Achmad mengungkapkan, dalam pertemuan pada pekan pertama April dengan Dirjen Migas Departemen ESDM Luluk Sumiharso,pemerintah berusaha menjelaskan kepada pemakai gas industri bahwa harga eksplorasi sudah mencapai USD3,5 per juta british thermal unit (Btu).

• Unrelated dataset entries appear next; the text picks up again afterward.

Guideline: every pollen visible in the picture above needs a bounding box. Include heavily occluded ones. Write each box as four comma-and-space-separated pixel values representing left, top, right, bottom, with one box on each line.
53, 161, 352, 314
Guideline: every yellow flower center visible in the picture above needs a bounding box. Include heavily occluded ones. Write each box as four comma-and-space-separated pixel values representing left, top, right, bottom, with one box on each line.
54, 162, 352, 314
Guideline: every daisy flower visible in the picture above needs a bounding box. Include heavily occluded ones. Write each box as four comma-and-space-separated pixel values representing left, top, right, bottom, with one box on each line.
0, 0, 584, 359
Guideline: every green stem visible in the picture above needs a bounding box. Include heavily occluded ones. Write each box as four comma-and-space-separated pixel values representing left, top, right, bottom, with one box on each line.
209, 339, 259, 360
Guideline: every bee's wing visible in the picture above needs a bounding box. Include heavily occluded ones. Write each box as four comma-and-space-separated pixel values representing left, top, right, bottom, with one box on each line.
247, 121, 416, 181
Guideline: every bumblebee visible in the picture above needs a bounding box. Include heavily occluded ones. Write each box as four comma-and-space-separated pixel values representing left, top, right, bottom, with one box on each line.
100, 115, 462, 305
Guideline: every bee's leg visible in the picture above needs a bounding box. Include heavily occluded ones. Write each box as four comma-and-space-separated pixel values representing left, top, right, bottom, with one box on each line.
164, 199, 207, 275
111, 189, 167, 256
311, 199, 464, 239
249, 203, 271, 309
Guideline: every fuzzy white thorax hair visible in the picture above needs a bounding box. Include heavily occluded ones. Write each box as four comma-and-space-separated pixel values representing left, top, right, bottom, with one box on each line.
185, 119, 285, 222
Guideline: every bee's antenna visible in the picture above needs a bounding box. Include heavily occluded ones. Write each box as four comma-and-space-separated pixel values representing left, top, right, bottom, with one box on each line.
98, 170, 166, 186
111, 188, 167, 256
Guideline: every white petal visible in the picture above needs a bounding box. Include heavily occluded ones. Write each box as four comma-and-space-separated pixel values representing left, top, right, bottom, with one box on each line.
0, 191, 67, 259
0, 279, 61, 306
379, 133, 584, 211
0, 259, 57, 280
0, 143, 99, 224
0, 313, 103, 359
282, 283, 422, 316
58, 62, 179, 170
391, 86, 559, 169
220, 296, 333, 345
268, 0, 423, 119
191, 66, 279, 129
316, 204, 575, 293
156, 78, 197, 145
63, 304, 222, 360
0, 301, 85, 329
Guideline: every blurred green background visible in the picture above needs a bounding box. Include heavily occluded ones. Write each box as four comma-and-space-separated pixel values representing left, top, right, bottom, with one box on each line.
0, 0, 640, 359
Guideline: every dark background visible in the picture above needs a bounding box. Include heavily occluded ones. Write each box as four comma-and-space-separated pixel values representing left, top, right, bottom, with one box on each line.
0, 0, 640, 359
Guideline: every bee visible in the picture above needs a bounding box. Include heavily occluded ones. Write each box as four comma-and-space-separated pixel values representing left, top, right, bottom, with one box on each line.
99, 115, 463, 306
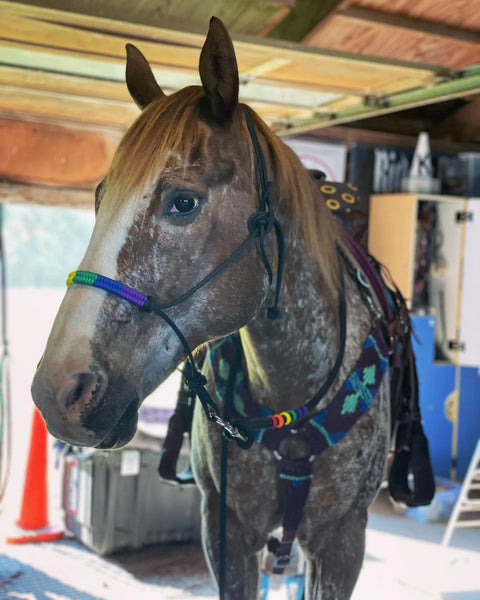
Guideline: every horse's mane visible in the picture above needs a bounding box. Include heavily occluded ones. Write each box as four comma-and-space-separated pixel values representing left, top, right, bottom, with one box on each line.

Sementara harga ekspor gas mencapai USD12 per juta Btu. Harga jual gas komersial di Singapura sudah mencapai USD6 per juta Btu,sedangkan harga jual Indonesia ke industri baru USD5,5 per juta Btu.?Rasionalisasi seperti inilah yang diterjemahkan pemerintah untuk menaikkan harga.Pengusaha menangkap sinyal serupa,?katanya. Sebelumnya, pada rapat yang berlangsung pada Jumat (7/4),PT Perusahaan Gas Negara (PGN) juga mengusulkan batas bawah harga gas berdasarkan harga keekonomian. Ini terdiri dari harga di well head dan biaya operasional, seperti toll fee,pajak, dan iuran.
Selain itu,PGN juga mengajukan klasifikasi konsumen yang diminta pemerintah. Terdapat enam golongan konsumen yang diusulkan, yaitu rumah tangga dan pelanggan kecil, industri khusus,rumah sakit dan kantor, industri manufaktur,dan pembangkit listrik. Untuk industri manufaktur, hotel dan restoran, serta pembangkit listrik akan diberlakukan harga komersial.
Saat ini, lanjut Achmad,kontrak PGN dengan industri keramik mencapai 110 MMscfd (juta kaki kubik per hari).Dari kebutuhan gas tersebut, industri keramik baru beroperasi sekitar 70% dari total kapasitas terpasang atau mencapai 332 meter kubik per tahun.